I'm pretty sure the problem isnt keka but p7zip itself - I will share some examples and binaries to test with if youre still interested, as this is really intriguing. Can I PM you here in order so send the test files?

andyrobik avatar Mar 16 '21 02:03 andyrobik

There's no PM here but you can get in touch via mail at [email protected] :)

aonez avatar Mar 16 '21 07:03 aonez

@andyrobik thanks for the files. I'll be testing them and see what can we do about this one.

aonez avatar Mar 17 '21 16:03 aonez

i thank you

andyrobik avatar Mar 17 '21 21:03 andyrobik

Already contacted via mail, but this issue is caused because of the sorting system used by p7zip. You can see in 7-Zip's FAQ:

You can get big difference in compression ratio for different sorting methods, if dictionary size is smaller than total size of files. If there are similar files in different folders, the sorting "by type" can provide better compression ratio in some cases.

Also in this case the use of BCJ2 filter resulted in worse ratio, and using LZMA2 instead of LZMA too, although slightly and with a speed penalty.

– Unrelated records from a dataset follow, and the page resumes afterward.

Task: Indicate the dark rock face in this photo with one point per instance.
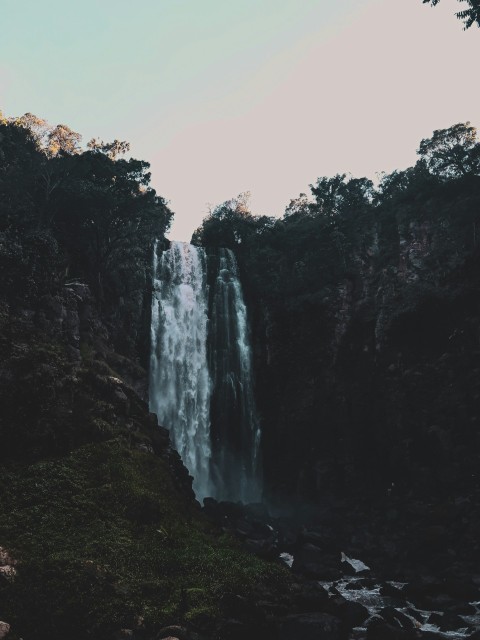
(311, 626)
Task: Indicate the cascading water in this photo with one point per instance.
(180, 384)
(201, 385)
(235, 426)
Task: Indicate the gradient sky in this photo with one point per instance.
(225, 96)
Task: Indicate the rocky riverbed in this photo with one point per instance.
(344, 588)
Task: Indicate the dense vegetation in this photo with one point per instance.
(73, 215)
(97, 515)
(365, 310)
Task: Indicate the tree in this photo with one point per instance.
(469, 16)
(62, 140)
(110, 149)
(452, 152)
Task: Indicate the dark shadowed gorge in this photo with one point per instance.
(337, 366)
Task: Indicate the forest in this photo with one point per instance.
(364, 309)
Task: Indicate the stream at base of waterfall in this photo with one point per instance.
(201, 383)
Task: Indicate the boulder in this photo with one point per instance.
(312, 626)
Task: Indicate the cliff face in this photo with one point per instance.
(369, 382)
(99, 528)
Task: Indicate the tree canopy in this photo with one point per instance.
(468, 16)
(92, 211)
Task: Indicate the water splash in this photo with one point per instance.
(235, 425)
(180, 384)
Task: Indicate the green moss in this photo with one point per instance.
(102, 537)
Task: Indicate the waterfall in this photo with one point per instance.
(235, 426)
(201, 384)
(180, 384)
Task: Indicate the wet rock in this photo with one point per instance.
(390, 591)
(311, 561)
(312, 626)
(173, 631)
(447, 621)
(378, 629)
(353, 613)
(396, 618)
(311, 597)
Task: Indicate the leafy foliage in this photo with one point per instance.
(469, 16)
(96, 207)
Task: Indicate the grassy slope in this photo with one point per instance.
(104, 537)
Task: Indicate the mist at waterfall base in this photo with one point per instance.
(201, 384)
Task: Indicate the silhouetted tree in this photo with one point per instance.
(469, 16)
(452, 152)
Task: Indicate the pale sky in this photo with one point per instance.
(226, 96)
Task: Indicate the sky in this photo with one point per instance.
(224, 96)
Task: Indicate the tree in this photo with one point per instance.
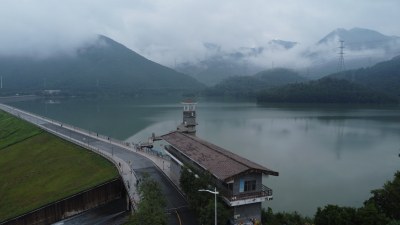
(369, 215)
(387, 199)
(202, 203)
(152, 203)
(268, 217)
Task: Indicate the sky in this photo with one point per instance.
(176, 30)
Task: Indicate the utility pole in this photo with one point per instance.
(341, 66)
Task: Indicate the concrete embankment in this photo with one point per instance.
(73, 205)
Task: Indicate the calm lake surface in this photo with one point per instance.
(324, 154)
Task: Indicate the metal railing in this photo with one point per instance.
(230, 196)
(18, 113)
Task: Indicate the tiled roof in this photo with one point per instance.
(222, 163)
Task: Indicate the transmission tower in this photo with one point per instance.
(341, 66)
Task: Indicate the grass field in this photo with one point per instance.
(37, 168)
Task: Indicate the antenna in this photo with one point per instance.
(341, 66)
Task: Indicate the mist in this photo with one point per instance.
(175, 31)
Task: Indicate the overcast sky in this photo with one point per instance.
(168, 30)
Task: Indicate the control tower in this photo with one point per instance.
(188, 124)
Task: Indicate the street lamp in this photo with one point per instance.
(215, 192)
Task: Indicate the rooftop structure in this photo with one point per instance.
(238, 180)
(223, 164)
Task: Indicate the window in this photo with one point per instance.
(250, 185)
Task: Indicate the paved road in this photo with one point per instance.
(131, 165)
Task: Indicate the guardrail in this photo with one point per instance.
(18, 112)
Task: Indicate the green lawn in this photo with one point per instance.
(37, 168)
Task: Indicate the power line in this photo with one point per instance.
(341, 66)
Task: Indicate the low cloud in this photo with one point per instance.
(175, 31)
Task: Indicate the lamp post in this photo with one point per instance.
(215, 192)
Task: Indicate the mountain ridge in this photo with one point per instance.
(104, 65)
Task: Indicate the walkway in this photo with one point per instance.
(131, 163)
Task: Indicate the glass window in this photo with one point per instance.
(250, 185)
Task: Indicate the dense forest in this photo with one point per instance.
(104, 66)
(248, 86)
(325, 90)
(384, 76)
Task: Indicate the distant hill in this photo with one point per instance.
(325, 90)
(362, 48)
(102, 66)
(360, 38)
(220, 64)
(384, 76)
(248, 86)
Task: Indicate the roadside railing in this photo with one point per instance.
(117, 163)
(230, 196)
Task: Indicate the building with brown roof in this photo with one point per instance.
(238, 180)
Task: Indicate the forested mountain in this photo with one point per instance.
(384, 76)
(325, 90)
(102, 66)
(248, 86)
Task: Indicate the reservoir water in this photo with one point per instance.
(325, 154)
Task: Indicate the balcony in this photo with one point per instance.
(243, 198)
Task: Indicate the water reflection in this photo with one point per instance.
(332, 154)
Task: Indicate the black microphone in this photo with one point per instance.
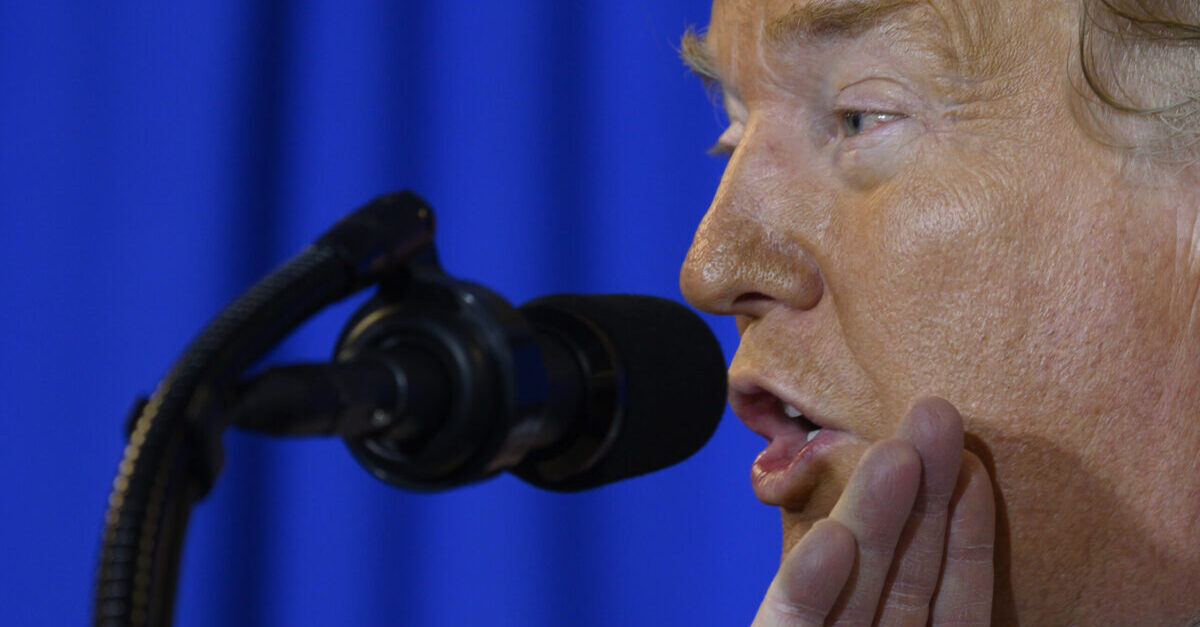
(450, 384)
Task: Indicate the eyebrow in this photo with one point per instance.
(803, 21)
(831, 18)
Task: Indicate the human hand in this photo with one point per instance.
(910, 542)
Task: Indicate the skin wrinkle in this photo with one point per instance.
(1000, 260)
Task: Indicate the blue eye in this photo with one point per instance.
(852, 123)
(859, 121)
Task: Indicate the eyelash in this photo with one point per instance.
(847, 117)
(724, 148)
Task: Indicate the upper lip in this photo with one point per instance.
(760, 406)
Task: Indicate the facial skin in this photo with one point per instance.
(911, 209)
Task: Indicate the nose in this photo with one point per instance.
(748, 256)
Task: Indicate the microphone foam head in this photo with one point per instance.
(673, 384)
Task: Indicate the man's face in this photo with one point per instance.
(911, 209)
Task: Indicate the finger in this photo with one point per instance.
(874, 508)
(964, 595)
(935, 429)
(810, 578)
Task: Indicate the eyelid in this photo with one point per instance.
(881, 118)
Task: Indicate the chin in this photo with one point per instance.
(809, 503)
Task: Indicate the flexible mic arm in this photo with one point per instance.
(438, 382)
(174, 452)
(435, 383)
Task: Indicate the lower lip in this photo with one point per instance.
(784, 464)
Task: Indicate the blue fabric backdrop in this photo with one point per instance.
(156, 159)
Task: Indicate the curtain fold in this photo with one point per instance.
(157, 159)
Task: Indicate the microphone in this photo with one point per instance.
(450, 384)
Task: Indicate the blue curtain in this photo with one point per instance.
(157, 157)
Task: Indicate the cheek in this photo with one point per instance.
(933, 273)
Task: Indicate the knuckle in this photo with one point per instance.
(855, 616)
(793, 610)
(978, 553)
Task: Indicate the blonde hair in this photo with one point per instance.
(1140, 69)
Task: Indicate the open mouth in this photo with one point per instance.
(796, 442)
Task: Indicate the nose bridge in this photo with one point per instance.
(747, 252)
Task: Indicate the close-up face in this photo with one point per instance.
(912, 208)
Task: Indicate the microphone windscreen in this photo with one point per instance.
(675, 383)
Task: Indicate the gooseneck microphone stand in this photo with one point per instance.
(435, 383)
(174, 449)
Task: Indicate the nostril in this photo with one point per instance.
(751, 303)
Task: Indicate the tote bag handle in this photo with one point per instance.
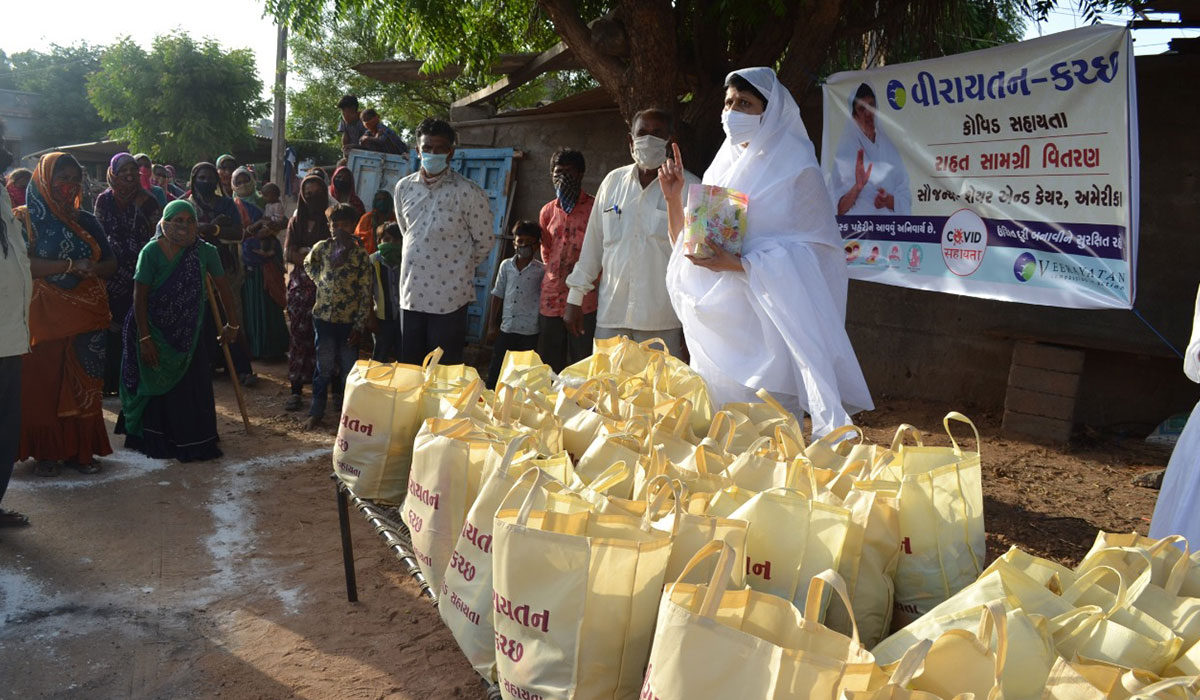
(960, 418)
(721, 573)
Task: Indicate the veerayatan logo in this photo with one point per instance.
(964, 243)
(897, 94)
(1025, 267)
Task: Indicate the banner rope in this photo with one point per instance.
(1161, 336)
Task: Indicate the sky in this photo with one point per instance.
(240, 24)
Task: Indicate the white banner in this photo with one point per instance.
(1008, 173)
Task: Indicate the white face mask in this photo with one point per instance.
(649, 151)
(741, 126)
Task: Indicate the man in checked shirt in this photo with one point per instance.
(447, 228)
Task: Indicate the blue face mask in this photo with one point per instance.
(435, 163)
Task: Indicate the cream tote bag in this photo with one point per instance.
(574, 598)
(963, 662)
(466, 598)
(449, 459)
(714, 642)
(941, 524)
(381, 416)
(791, 538)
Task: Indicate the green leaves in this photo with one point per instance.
(181, 101)
(60, 77)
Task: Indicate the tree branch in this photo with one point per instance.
(569, 24)
(805, 52)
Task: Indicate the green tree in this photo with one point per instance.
(60, 77)
(181, 101)
(325, 67)
(651, 52)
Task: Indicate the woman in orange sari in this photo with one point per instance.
(70, 259)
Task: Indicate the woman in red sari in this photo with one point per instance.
(70, 259)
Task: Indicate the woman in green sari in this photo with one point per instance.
(167, 406)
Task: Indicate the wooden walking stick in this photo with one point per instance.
(225, 347)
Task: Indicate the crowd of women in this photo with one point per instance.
(135, 299)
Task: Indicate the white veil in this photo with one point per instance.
(781, 324)
(769, 169)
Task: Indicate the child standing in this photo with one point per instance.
(517, 292)
(273, 210)
(385, 321)
(341, 271)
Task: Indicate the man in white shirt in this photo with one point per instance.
(627, 239)
(447, 228)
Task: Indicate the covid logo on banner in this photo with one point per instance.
(1025, 267)
(964, 243)
(897, 94)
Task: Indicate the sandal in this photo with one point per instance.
(12, 519)
(89, 468)
(46, 468)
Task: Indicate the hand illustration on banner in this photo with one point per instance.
(869, 174)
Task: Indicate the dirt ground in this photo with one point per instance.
(156, 579)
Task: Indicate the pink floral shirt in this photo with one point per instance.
(562, 239)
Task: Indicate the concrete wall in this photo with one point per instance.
(19, 111)
(957, 350)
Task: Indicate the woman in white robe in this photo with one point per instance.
(865, 153)
(773, 317)
(1177, 510)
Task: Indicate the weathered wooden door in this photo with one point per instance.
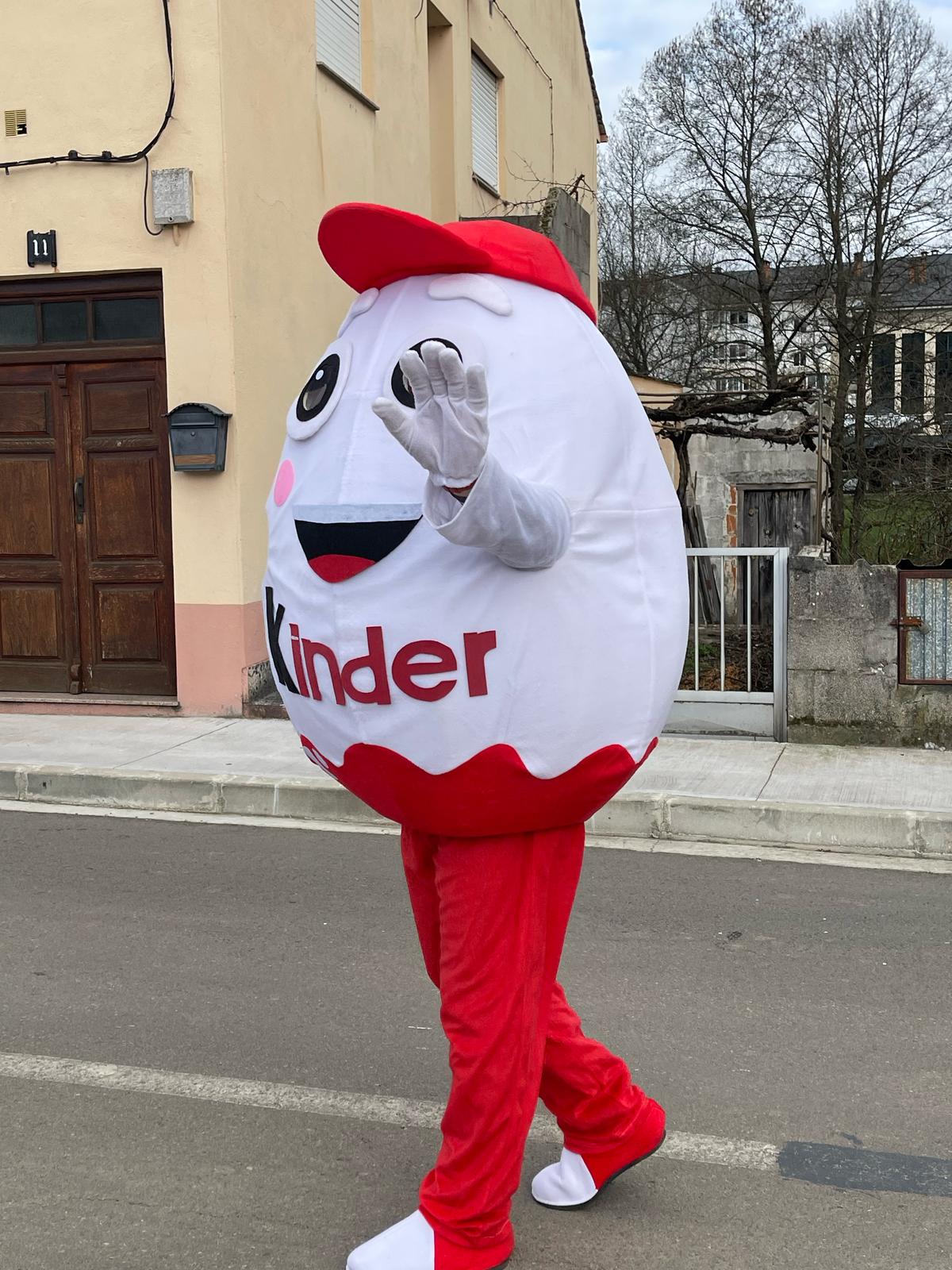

Will need to think how to implement this, but meanwhile here are two builds:

  • Keka-QS+LZMA: Using sorting by type and no filter when solid if selected
  • Keka-QS+LZMA: Using sorting by type, no filter and LZMA when solid is selected

aonez avatar Mar 19 '21 17:03 aonez

"Keka-QS+LZMA" is my fave, it takes more than double the time (150%) to compress but utilizes less cpu time and gives better compression results ("Keka-QS" brawled at 75% with howling fans, archive was 20% bigger). It would be nice if there was a way to get the best compression options automagically. you just say e.g. i want the archive to be as small as possible vs i dont care if the result is like a zip ;) as long it is fast - a not too comprehensive set of sliders to tune it. A look into the p7zip docs gives me a headache. With the defaults p7zip behaves, I personally dont see a big advantage over zip/rar right now for binary data compression, so i will stick with my personal "Keka-QS+LZMA" version - thank you!

BTW you made a typo in the above post, naming both version the same.

andyrobik avatar Mar 21 '21 15:03 andyrobik

This issue has been automatically marked as stale because it has not had recent activity. It will be closed if no further activity occurs. Thank you for your contributions.

stale[bot] avatar Apr 17 '22 05:04 stale[bot]